It seems surprising at first that this is possible at all beyond the trivial cases where the player cards do not intersect. On the other hand, we have only 50 possible inputs. So my first instinct was to implement some kind of randomized hill climbing.

In order to do that, we need to learn to check if a tie is possible for a particular set of cards. To do this, let us think how a tie can happen. Given a pair of cards x, y that have a common number u, reading this number would result in a tie between x and y if all other numbers from x and y have already been read, and no other card has won. So if we never have a tie, it means that for all such x, y, u there must be another card z that is a subset of the union of x and y, and does not have u.

This leads to the following hill climbing approach: while we have a possible tie, we need to either modify x or y to not have u, or to modify another card to become such z. We can make one of those things at random, and keep repeating this until we have no possible ties.

Unfortunately, this does not seem to ever converge for any n>=5, so we need to try something else. My next idea was to try coming up (on paper) with any non-trivial set of cards without ties. And I quickly found a somewhat natural set: consider 13 cards, each with all numbers between 1 and 13 except one. Then as soon as 12 out of the first 13 numbers are read, exactly one of those cards will win, so we never have a tie.

This only solves the problem for n=13, but we can make several copies of this to solve n=26 and n=39, and also augment with the cards that have 12 numbers that do not appear on any other card to also solve this for n=14, n=15, n=16, n=27, n=28.

The next idea is to try to generalize this a bit more. For example, we can build a similar set of cards, each with all numbers between 1 and 7 except one. Those cards satisfy the no tie criterion, but they have 6 numbers each instead of 12. However, now we can replace each number x with two numbers x,x+7, and obtain a valid set. So we have 7 cards with numbers between 1 and 14 and no ties, solving the problem for n=7, n=7+7, n=13+7 etc. We can also use other divisors of 12 in the same fashion to also solve n=5 with numbers up to 15, n=4 with numbers up to 16, n=3 with numbers up to 18. Combining those actually solves 33 out of 50 test cases, yielding 66 points.

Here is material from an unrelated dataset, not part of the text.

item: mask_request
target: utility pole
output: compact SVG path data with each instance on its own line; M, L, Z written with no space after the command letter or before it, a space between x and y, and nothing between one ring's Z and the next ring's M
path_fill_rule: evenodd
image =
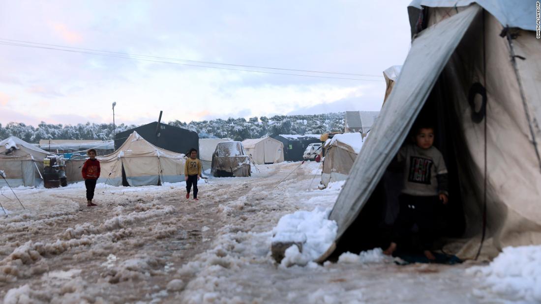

It turns out that we can generalize this pattern even more: instead of having all numbers except one on a card, we can have all numbers except two, or all numbers except three, and so on. This gets us n equal to some combination numbers. And it turns out that combining copies of those constructions allows us to solve all 50 testcases. The most difficult is n=47, which actually needs all numbers from 1 to 50 (so the two 50s in the problem statement, the maximum n and the maximum number on the card, are in fact the same only by coincidence).

Before solving this problem, I was hoping that there would be some computer experimentation involved, and indeed, even though the constructions for individual combination numbers can and likely will be invented on paper, checking if combining their copies always fits within 50 is much easier to do with a quick knapsack implementation. So insisting on solving the problem fully on paper might backfire as one might search for an even more general construction without realizing the current one is already enough.  

I have checked the editorial after getting 100 points for the above solution, and I was very surprised to see that the solution there is exactly the same. It seems that the problem gives us so much freedom that there must be other approaches that work, potentially involving even more implementation/experimentation. Do you know one?

Thanks for reading, and check back tomorrow for this week's summary!

Sunday, July 20, 2025

A 21st century week

Three  international events took place this week: the AWTF, the EGOI and the IMO. I have chosen the AWTF to attend in person (problems, results, top 5 on the left, mirror results, analysis in Japanese, broadcast recording). 6 out of 12 finalists were born in the 20th century, and the highest place the veterans have achieved was place 4. It feels a bit surreal that Andrew and Kevin are the veterans now. The podium places all went to the new generation from China — congratulations on the amazing performance! With rare exceptions, it took the contestants around 2 hours to solve B, C or D, if they could solve one of those at all. Zhou Kangyang, however, collected 2 of those exceptions by solving B and C very fast, and was the only contestant to solve D, so he was in the league of his own on the day.

I want to highlight problem B from the round: you are given n<=100 days and m movies, the i-th movie running from day li to day ri (all pairs (li, ri) are different). Find the sum of the following values: for each of the 2m sets of movies, what is the maximum amount of different movies from that set one can watch, if one only watches at most one movie per day?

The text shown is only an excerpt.